Ci si è resi conto che questa sottrazione deve essere per forza fatta in linea e che quindi il sistema di numerazione romana prevedeva che chi eseguiva calcoli avesse delle capacità di calcolo mentale molto sviluppate, al contrario di ciò che noi abbiamo sempre inconsapevolmente fatto con le cifre arabe, con le quali possiamo incolonnare, cosa impossibile da fare con i numeri romani, dove non esisteva sempre lo stesso numero di cifre per indicare lo stesso ordine.

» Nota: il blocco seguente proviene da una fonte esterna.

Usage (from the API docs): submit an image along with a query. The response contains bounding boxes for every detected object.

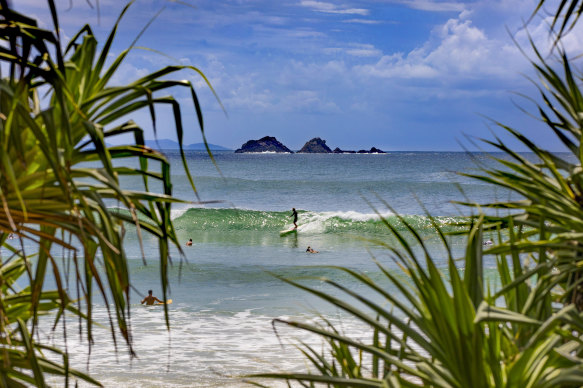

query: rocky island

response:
[298,137,332,153]
[358,147,385,154]
[333,147,385,154]
[333,147,356,154]
[235,136,385,153]
[235,136,293,153]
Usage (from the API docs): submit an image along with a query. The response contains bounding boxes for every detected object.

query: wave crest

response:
[172,208,465,235]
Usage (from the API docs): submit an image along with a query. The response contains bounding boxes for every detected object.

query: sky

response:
[13,0,583,151]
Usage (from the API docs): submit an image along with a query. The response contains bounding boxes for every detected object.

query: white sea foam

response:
[294,210,394,234]
[43,305,373,387]
[170,206,191,220]
[320,210,393,221]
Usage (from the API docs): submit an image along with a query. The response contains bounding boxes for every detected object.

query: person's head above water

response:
[148,290,153,295]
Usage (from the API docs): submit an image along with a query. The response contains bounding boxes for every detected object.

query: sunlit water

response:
[30,151,560,386]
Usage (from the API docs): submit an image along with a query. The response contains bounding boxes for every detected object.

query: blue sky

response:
[15,0,583,150]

La giusta osservazione dei miei ragazzi è stata però che i Romani gestivano un traffico commerciale molto grande, quindi che era impossibile che non avessero sentito l’esigenza di un sistema di calcolo più comodo.

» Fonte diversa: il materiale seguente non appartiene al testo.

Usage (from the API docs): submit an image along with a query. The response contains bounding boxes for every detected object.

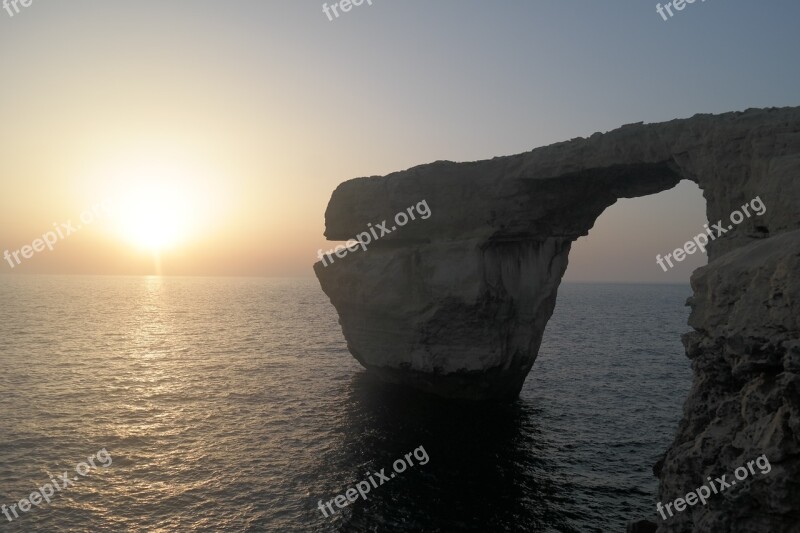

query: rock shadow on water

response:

La nostra risposta è stato l’abaco romano che è stato in uso per secoli e sfruttava un criterio posizionale.
Abbiamo deciso che la maniera più economica e semplice di riprodurre l’abaco visto sul libro “la matematica e la sua storia “ (D’Amore) e sul sito www.progettofibonacci.it fosse utilizzare delle puntine, colla, cartoncino e polistirolo.
Con tale abaco ci siamo resi conto che il calcolo della differenza tra la loro età e quella della mamma ridiventava molto semplice

Sui problemi con l’abaco romano stiamo ancora lavorando, in particolare lavoriamo ora su come moltiplicare due numeri scritti in cifre romane.

Ora però la nostra attenzione si sta focalizzando su come collocare Fibonacci nella storia di Pisa e nella storia in generale, visto che le due classi in questione stanno studiando la storia medievale.
Mi piacerebbe trasmettere l’idea che ciò che è vista come la semplice importazione di un sistema di calcolo, in realtà è la risposta ad un‘esigenza, che è maturata quando un mercato fiorente l’ha portata al punto di culmine, così come ha creato l’esigenza di un sistema monetario efficiente e standardizzato, dove la composizione delle monete stesse fosse standardizzata in titolo di metallo prezioso: dove è servito un matematico che ragionasse su un sistema di numerazione potente e semplice, è esistito un alchimista che diventasse chimico e si occupasse della coppellazione dei metalli, è esistito un artista che realizzasse delle monete estremamente belle e riconoscibili.

Non c’è confine tra le discipline quando si uniscono per realizzare l’uomo. Così come non c’è confine quando i ragazzini imparano da un matematica bella, alta, interessante: la dimostrazione che i ragazzi non hanno bisogno necessariamente di semplificazioni e di ribassi, ma di calibrazioni sui loro interessi, con la disponibilità dell’insegnante a studiare, sperimentare, mettersi in gioco.